Interview mit Claus Duncker und Patrick Temmesfeld

Claus Duncker und Patrick Temmesfeld

„Unser Vorstandsalltag ist so bunt wie die blista selbst“

Herr Duncker, stellen Sie uns doch bitte Ihren neuen Kollegen im blista-Vorstand, Patrick Temmesfeld, kurz vor.

CD: Patrick Temmesfeld ist ein alter Hase in der Blinden- und Sehbehindertenpädagogik. Er ist sein gesamtes Berufsleben als qualifizierter Sonderpädagoge dort unterwegs. Er ist Langläufer. Langläufer zu sein heißt, dass man einen langen Atem hat und einem nicht so schnell die Puste ausgeht. Eigenschaften, die gerade für eine Tätigkeit im Bildungsbereich wichtig sind. Wir kennen uns seit über zwölf Jahren und ich habe auch schon in der früheren Funktion von Herrn Temmesfeld, als Einrichtungsleiter des bbs nürnberg, sehr gerne mit ihm zusammengearbeitet. Über die Fortsetzung dieser Zusammenarbeit – jetzt hier an der blista – freue ich mich sehr.
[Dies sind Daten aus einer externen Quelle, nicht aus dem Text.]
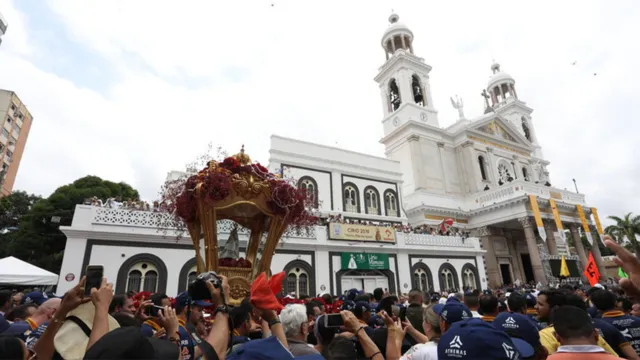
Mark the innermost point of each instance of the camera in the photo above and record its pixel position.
(198, 289)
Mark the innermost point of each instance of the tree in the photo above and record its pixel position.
(14, 206)
(38, 239)
(627, 226)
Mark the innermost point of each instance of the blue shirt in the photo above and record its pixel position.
(611, 335)
(628, 325)
(187, 345)
(35, 335)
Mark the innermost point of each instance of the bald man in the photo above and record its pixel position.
(42, 316)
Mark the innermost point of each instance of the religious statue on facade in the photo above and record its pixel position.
(458, 104)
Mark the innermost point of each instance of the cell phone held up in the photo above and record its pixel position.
(94, 275)
(333, 320)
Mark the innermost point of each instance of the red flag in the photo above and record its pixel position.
(445, 224)
(591, 272)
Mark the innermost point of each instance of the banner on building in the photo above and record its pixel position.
(585, 225)
(354, 232)
(596, 219)
(364, 261)
(591, 271)
(556, 217)
(538, 218)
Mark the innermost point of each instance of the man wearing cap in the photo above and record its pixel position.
(189, 311)
(45, 312)
(523, 332)
(476, 339)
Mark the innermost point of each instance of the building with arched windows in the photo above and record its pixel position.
(485, 174)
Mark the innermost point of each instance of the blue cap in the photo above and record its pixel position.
(348, 305)
(360, 308)
(476, 339)
(35, 297)
(531, 299)
(182, 300)
(522, 331)
(453, 312)
(267, 349)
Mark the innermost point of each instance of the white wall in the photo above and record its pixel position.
(323, 179)
(362, 184)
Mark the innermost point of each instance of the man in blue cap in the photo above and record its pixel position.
(523, 332)
(476, 339)
(189, 314)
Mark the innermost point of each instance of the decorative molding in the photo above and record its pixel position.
(525, 222)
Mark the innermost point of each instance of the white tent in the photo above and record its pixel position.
(17, 272)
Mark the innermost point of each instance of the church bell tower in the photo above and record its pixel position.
(404, 80)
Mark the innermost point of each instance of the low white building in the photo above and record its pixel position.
(480, 172)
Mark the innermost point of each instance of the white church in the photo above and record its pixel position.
(488, 174)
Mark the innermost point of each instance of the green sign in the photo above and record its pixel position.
(365, 261)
Welche Berührungspunkte hatten Sie in Ihrem bisherigen Berufsleben mit der blista, Herr Temmesfeld? Und was hat dann den Ausschlag gegeben, nach Marburg zu wechseln?

PT: Ich hatte von Beginn meines Berufslebens an Berührungspunkte mit der blista. Als Lehrer an der Johann-Peter-Schäfer-Schule in Friedberg war es für mich schon Alltag, dass Wege von Schülerinnen und Schülern nach Marburg führten. Daher kannte ich die blista und ihre Angebote schon früh. Über mein Steckenpferd, die EDV und IT, arbeitete ich schon damals in Friedberg eng mit Uli Kalina aus der Carl-Strehl-Schule zusammen. Später dann, als Geschäftsführer und Schulleiter des bbs nürnberg, habe ich viel über die blista in gemeinsamer Gremienarbeit erfahren und kennengelernt. Die blista ist für mich damit schon immer eine hochspannende Einrichtung gewesen. Daher habe ich diese Herausforderung sehr gerne angenommen, die Entwicklungen hier auf dem blistaCampus mitgestalten zu dürfen.
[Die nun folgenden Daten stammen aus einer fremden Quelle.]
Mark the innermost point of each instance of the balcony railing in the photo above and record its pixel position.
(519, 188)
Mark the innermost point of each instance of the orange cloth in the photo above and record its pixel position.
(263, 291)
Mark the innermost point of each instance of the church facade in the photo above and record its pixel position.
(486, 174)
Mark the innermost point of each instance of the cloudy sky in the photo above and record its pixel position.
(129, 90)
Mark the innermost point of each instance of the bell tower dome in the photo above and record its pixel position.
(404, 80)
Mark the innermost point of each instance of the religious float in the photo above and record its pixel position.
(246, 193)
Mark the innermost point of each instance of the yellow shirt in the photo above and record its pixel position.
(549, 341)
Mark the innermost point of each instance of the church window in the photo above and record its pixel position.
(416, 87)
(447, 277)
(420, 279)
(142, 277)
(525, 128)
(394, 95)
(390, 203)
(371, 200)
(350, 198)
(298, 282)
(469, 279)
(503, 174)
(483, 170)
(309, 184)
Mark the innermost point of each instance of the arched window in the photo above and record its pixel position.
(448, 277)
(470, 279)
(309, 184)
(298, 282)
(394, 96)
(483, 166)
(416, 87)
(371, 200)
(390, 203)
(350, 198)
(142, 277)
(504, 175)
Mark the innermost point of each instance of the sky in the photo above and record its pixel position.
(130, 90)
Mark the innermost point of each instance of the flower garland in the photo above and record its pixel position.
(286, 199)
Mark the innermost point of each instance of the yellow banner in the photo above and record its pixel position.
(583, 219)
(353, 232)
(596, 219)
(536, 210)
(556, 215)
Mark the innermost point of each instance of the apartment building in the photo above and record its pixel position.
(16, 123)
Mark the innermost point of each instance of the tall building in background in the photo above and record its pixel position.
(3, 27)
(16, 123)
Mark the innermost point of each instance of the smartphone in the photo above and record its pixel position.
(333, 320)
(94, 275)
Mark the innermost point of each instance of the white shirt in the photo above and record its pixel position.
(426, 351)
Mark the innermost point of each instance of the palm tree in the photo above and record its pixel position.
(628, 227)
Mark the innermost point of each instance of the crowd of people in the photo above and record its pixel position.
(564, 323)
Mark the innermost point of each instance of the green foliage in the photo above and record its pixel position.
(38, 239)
Wie waren Ihre ersten Wochen?

PT: Die ersten Wochen waren recht ruhig, weil ich mitten in den hessischen Schulferien angefangen habe. Das war sehr gut, weil ich so nach und nach die Aufgaben, Personen und einzelnen Bereiche an der blista besuchen und in Ruhe kennenlernen konnte. Nun im regulären Betrieb geht das Kennenlernen dieser komplexen Einrichtung weiter; jetzt kommen viele Termine, Gespräche, Planungen und Austausch dazu.

Wie würden Sie Ihren Vorstandskollegen Claus Duncker jemandem beschreiben, der ihn nicht kennt?

PT: Claus Duncker ist dynamisch. Er ist schnell im Kopf und im Handeln. Claus Duncker ist jemand, der für die blista lebt und die Herausforderungen, die damit zusammenhängen, liebt und braucht. Er ist direkt, kritik- und lernfähig, was die Zusammenarbeit mit ihm für mich spannend und bereichernd macht.

Wie ist Ihre Arbeitsaufteilung an der blista und wie sieht konkret Ihre Zusammenarbeit aus?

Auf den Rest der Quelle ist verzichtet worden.